We reviewed the text and instant messages sent and received by the Handling Agent, the co-case Handling Agent, and the SSA for this CHS, which reflect their support for Trump in the 2016 elections. On November 9, the day after the election, the SSA contacted another FBI employee via an instant messaging program to discuss some recent CHS reporting regarding the Clinton Foundation and offered that “if you hear talk of a special prosecutor .. .I will volunteer to work [on] the Clinton Foundation.” The SSA’s November 9, 2016 instant messages also stated that he “was so elated with the election” and compared the election coverage to “watching a Superbowl comeback.” The SSA explained this comment to the OIG by saying that he “fully expected Hillary Clinton to walk away with the election. But as the returns [came] in … it was just energizing to me to see …. [because] I didn’t want a criminal to be in the White House.”
On November 9, 2016, the Handling Agent and co-case Handling Agent for this CHS also discussed the results of the election in an instant message exchange that reads:
Handling Agent: “Trump!”
Co-Case Handling Agent: “Hahaha. Shit just got real.”
Handling Agent: “Yes it did.”
Co-Case Handling Agent: “I saw a lot of scared MFers on … [my way to work] this morning. Start looking for new jobs fellas. Haha.”
Handling Agent: “LOL”
Co-Case Handling Agent: “Come January I’m going to just get a big bowl of popcorn and sit back and watch.”
Handling Agent: “That’s hilarious!” [my emphasis]
This exchange is similar to the texts that Durham uses to implicate Peter Strzok, Lisa Page, or Kevin Clinesmith. But in this case, this agent was directly handling an informant targeting the actual candidate during the election.

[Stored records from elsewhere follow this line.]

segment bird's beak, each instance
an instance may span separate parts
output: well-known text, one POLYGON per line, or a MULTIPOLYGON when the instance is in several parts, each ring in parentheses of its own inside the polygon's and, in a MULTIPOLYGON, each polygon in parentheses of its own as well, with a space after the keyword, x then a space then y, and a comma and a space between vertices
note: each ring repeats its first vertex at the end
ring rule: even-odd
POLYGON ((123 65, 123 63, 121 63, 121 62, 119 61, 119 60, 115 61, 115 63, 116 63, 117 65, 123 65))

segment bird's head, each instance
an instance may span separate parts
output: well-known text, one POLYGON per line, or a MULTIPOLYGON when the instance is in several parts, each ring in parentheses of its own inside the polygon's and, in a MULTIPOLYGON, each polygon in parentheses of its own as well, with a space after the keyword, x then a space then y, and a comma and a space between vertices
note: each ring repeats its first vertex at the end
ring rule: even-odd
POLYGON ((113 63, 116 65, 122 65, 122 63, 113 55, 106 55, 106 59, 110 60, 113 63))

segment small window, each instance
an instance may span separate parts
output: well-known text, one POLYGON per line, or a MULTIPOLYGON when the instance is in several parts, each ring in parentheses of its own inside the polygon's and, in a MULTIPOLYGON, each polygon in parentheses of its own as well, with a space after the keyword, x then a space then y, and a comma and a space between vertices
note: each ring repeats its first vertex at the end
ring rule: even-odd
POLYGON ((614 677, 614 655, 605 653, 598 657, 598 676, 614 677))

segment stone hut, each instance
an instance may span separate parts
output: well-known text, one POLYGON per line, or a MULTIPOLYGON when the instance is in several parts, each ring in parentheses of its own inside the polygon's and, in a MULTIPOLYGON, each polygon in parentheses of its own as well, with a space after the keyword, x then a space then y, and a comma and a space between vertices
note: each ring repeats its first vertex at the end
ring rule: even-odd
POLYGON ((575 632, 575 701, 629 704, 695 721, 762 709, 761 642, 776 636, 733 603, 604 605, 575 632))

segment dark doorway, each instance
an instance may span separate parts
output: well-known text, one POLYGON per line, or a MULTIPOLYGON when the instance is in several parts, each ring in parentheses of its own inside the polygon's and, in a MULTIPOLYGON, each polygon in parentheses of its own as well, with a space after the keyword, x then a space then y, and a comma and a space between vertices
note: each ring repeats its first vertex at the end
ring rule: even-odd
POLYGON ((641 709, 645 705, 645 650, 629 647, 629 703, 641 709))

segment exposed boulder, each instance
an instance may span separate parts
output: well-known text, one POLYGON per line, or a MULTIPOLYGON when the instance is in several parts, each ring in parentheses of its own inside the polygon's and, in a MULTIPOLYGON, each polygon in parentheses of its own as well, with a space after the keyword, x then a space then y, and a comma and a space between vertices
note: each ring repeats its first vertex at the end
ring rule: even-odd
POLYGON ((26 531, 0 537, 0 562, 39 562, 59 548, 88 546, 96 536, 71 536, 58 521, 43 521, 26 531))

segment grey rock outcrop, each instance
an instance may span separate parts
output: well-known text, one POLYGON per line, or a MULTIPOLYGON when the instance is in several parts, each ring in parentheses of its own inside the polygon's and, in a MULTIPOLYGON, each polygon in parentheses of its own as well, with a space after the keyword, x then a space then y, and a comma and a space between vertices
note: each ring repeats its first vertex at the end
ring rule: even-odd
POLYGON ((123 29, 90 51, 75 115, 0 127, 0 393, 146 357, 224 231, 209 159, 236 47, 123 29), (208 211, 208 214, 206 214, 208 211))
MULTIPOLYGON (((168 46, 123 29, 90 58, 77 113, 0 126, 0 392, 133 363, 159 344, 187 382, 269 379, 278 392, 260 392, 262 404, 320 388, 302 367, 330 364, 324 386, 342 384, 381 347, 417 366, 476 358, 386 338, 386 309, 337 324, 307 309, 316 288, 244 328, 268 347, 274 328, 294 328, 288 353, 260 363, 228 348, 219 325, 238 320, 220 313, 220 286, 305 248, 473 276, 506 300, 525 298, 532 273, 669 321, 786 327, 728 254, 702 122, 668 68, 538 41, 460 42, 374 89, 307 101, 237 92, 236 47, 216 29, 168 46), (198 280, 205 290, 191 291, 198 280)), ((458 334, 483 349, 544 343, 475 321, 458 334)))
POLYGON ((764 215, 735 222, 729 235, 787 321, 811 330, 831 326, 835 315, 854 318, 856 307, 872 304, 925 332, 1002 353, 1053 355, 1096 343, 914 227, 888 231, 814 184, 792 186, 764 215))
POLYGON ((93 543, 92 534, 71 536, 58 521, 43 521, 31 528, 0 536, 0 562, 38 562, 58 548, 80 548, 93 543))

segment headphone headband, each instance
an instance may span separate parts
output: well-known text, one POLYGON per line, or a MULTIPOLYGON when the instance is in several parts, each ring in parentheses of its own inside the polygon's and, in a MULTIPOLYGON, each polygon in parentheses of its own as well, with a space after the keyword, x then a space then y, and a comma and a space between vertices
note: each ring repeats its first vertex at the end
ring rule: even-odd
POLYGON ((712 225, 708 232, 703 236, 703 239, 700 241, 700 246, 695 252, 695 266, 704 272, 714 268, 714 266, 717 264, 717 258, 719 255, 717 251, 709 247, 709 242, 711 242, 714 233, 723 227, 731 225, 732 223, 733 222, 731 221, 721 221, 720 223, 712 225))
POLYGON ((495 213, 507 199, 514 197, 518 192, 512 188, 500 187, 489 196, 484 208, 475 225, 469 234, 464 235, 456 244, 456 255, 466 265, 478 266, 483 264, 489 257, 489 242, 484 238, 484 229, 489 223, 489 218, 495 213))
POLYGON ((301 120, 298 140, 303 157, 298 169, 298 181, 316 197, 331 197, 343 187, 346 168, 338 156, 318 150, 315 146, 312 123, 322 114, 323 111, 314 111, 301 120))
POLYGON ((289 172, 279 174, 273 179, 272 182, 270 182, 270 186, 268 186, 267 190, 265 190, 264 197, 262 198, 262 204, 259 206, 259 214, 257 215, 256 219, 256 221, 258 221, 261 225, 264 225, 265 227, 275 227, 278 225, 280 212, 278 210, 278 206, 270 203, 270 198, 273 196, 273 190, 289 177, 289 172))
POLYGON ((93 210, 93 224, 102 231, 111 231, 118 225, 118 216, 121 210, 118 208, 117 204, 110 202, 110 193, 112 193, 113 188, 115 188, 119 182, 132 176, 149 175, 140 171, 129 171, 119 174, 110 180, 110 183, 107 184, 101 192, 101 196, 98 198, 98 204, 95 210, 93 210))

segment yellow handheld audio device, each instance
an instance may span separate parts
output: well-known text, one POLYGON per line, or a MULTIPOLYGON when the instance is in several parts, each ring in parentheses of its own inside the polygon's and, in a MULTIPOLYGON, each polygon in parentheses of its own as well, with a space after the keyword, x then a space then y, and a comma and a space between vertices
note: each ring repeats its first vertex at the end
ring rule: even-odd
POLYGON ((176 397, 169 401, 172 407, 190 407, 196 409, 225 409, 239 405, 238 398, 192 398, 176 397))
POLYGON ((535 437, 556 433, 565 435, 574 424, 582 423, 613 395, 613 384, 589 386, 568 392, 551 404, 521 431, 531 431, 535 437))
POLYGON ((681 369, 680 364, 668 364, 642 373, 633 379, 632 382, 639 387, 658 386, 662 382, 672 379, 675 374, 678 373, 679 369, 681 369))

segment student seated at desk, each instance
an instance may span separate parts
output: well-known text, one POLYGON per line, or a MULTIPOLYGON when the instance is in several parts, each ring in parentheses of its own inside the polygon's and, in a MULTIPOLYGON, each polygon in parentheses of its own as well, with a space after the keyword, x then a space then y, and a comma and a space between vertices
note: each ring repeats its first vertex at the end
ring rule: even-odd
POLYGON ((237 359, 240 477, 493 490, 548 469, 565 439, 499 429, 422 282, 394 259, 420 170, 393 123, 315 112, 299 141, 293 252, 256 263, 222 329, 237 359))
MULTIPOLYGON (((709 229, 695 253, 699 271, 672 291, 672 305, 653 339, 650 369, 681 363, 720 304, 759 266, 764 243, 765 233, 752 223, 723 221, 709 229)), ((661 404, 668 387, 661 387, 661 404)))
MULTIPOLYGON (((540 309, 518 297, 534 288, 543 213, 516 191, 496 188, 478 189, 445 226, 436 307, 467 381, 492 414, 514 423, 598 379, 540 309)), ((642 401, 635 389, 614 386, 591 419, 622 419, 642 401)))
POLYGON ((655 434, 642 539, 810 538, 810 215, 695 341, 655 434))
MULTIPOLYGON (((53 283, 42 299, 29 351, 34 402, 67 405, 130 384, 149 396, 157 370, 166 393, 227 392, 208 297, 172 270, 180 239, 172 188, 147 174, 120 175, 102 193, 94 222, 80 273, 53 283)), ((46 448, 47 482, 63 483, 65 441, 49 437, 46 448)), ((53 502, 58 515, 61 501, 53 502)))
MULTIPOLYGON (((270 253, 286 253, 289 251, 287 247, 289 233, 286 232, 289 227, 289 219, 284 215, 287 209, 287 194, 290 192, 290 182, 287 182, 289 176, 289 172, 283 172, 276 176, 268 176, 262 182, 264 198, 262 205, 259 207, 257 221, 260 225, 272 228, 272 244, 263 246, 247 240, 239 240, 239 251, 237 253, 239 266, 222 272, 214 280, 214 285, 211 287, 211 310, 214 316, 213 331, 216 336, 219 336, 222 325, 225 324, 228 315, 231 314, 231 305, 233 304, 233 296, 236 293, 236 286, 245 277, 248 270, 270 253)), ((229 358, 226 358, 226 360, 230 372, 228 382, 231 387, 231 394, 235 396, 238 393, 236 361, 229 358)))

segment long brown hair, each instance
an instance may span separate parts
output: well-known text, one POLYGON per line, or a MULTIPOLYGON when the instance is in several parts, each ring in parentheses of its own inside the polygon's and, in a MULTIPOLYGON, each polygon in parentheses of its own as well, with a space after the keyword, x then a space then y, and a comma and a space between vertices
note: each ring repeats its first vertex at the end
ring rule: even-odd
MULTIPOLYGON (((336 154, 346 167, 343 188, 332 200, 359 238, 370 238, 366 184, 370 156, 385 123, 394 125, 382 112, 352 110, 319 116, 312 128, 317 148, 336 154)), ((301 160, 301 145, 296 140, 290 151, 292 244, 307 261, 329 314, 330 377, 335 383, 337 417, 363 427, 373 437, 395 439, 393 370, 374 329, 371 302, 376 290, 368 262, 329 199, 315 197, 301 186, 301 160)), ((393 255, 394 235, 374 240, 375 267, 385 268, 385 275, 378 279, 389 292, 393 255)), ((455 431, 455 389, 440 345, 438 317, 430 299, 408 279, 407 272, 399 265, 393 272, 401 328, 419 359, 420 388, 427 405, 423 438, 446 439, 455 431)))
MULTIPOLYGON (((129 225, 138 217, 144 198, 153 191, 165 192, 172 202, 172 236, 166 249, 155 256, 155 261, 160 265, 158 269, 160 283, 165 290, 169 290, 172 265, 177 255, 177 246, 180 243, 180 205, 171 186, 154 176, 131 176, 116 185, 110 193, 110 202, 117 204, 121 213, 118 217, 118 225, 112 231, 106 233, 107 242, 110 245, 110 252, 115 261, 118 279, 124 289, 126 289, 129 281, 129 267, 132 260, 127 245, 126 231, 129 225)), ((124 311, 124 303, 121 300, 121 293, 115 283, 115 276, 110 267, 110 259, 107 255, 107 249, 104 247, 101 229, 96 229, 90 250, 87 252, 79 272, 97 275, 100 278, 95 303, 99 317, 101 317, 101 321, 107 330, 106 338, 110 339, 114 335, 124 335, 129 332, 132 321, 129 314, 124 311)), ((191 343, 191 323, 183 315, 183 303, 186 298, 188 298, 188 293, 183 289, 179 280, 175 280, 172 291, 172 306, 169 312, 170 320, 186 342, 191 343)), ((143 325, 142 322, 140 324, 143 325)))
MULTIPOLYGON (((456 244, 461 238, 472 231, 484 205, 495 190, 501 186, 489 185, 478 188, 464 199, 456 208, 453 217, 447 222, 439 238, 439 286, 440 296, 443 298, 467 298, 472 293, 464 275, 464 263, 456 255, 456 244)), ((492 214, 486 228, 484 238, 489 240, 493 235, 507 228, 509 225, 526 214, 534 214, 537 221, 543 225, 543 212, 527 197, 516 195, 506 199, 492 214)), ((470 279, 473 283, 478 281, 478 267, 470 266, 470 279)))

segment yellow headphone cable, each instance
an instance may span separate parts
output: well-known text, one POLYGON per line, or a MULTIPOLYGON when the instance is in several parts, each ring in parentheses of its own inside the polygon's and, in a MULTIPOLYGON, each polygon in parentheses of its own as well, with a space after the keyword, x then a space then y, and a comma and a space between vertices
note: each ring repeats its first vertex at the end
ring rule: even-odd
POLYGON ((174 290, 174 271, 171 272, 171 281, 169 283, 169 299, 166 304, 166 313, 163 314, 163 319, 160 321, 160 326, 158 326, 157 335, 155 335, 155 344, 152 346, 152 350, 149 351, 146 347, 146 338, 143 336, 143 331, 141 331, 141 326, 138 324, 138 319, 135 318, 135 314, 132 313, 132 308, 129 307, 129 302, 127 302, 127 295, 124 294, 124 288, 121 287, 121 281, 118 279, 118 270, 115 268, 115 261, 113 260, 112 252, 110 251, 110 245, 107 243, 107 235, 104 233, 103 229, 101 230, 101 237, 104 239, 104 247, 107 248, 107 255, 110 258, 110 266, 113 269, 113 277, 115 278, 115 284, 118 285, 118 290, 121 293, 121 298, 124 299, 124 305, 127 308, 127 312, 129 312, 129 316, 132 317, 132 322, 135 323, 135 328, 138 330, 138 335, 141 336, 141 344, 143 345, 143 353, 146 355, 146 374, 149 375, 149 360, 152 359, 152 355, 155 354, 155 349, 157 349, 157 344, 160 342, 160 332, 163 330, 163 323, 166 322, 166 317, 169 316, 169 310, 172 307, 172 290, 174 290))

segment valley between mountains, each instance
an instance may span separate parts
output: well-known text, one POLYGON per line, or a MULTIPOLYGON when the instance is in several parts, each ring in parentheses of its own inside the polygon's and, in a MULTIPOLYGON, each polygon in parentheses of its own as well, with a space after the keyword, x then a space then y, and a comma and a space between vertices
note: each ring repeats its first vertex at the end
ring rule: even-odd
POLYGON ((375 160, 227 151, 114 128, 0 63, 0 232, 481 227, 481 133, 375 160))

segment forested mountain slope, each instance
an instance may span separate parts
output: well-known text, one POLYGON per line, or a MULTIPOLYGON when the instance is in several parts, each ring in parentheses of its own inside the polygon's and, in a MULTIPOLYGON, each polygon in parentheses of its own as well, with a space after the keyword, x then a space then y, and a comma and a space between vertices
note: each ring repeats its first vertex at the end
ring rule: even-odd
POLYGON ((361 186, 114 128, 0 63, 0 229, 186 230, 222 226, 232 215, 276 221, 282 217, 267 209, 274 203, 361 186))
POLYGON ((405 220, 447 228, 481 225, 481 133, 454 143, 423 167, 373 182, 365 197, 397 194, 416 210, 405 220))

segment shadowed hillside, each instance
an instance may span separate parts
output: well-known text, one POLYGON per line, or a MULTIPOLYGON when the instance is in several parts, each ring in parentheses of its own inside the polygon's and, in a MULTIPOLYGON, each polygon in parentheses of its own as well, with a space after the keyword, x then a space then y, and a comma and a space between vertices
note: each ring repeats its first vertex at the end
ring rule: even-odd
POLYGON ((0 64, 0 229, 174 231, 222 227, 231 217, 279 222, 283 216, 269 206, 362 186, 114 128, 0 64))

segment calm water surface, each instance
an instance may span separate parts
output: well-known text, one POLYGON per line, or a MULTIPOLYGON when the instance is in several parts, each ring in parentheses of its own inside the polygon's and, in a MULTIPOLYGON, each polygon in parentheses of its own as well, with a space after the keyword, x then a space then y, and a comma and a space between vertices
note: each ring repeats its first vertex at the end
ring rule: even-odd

8. The response to Mike Flynn’s lies about Sergey Kislyak. In retrospect, another significant thing missing from this report is the investigation into how, in early 2017, the FBI responded to Mike Flynn’s lies about speaking with Sergey Kislyak. We know that Durham did investigate this. Much of what he investigated was handed to Jeffrey Jensen to launder into the effort to overturn the Flynn prosecution. But Durham doesn’t even whitewash the ultimate charges against Flynn, as he does, to hilarious effect, with George Papadopoulos. There’s nothing more than a passing reference to discomfort from investigators that could pertain to this investigative effort. I’m not sure what to make of its absence. It’s possible it was too closely related to the blow-up with Nora Dannehy. Possibly, the interim report the team drafted without her knowledge focused on Flynn and she debunked it, meaning there’s a prosecutorial judgment somewhere that undermines the claims Barr and others made. Possibly, the games Barr played after that — including the release of a Bill Barnett 302 that conflicted in key ways with the public record — have made those claims untenable. Whatever the reason, its absence in this report is notable.
There’s a lot more that’s missing from this report. But if Durham were to fill just a few of these critical gaps, the whole thing would crumble.
Update: Added an eighth missing item, the Mike Flynn prong of the investigation. Subsequently fixed Jensen’s first name.